First, ensure that the goals which have been set for sales managers are reasonable. Are the goals not being met because they are unrealistic? Have the current goals been achieved in the past but are no longer being met? If the sales goals have yet to be realized, it can be assumed that these need to be adjusted and the new levels fairly distributed among the staff members. Secondly, beyond money, the sales staff may need intrinsic motivation to help them better perform.
Awards or prizes granted for the top salesperson monthly, quarterly, and annually will give the staff an additional, personal goal to meet. The definition of top salesperson can range from who brought in the most new accounts to who achieved the highest sales numbers to who received the most positive feedback from customers for any given period. Whatever the criteria, the goal must be measurable and well defined, such as net sales, number of new accounts which purchased a minimum dollar amount, etc.

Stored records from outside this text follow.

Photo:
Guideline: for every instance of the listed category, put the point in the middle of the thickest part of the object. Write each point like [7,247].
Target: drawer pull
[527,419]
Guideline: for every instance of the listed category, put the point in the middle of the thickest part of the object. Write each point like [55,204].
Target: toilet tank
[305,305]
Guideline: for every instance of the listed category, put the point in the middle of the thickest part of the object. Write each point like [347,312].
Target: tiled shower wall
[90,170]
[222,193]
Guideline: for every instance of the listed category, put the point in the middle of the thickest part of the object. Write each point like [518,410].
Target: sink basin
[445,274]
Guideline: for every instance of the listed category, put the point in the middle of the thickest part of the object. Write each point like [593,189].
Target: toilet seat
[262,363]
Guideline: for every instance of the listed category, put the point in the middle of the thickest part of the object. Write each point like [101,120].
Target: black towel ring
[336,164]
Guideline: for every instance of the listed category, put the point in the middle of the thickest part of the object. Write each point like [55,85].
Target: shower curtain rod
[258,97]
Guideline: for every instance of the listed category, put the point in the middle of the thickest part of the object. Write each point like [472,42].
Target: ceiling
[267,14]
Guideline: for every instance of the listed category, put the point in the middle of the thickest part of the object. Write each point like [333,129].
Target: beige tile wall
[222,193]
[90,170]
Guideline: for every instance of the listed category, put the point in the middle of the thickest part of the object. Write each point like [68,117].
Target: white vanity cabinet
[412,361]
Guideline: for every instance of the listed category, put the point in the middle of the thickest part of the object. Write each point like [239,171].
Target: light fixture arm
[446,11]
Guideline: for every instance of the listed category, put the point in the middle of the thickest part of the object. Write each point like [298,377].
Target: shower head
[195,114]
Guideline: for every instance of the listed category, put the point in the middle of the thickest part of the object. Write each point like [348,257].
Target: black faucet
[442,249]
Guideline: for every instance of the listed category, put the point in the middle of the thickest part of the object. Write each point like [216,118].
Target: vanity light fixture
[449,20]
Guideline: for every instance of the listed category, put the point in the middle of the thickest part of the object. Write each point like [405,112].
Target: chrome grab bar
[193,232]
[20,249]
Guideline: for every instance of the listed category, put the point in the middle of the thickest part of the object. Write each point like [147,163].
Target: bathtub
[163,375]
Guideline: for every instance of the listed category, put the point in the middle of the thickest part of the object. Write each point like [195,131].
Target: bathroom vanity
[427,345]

Achievement of these goals must be recognized on a regular basis with a clearly defined prize or bonus, which is relevant to the staff members, given in a timely manner. Third, the sales manager is encouraged to hold regular meetings, perhaps on a daily or weekly basis, as a forum to discuss new ideas, plan sales blitzes, talk about possible solutions to problems encountered by the sales staff, etc.
The sales department is a team and they must work together and feel their opinions are valuable in order to perform up to standard. Finally, the standards and goals must be clearly defined and consequences outlined for those who do not meet them. Once it has been established that set goals are realistic, there should be consequences, such as probation or written warnings, applied to the underachieving staff members.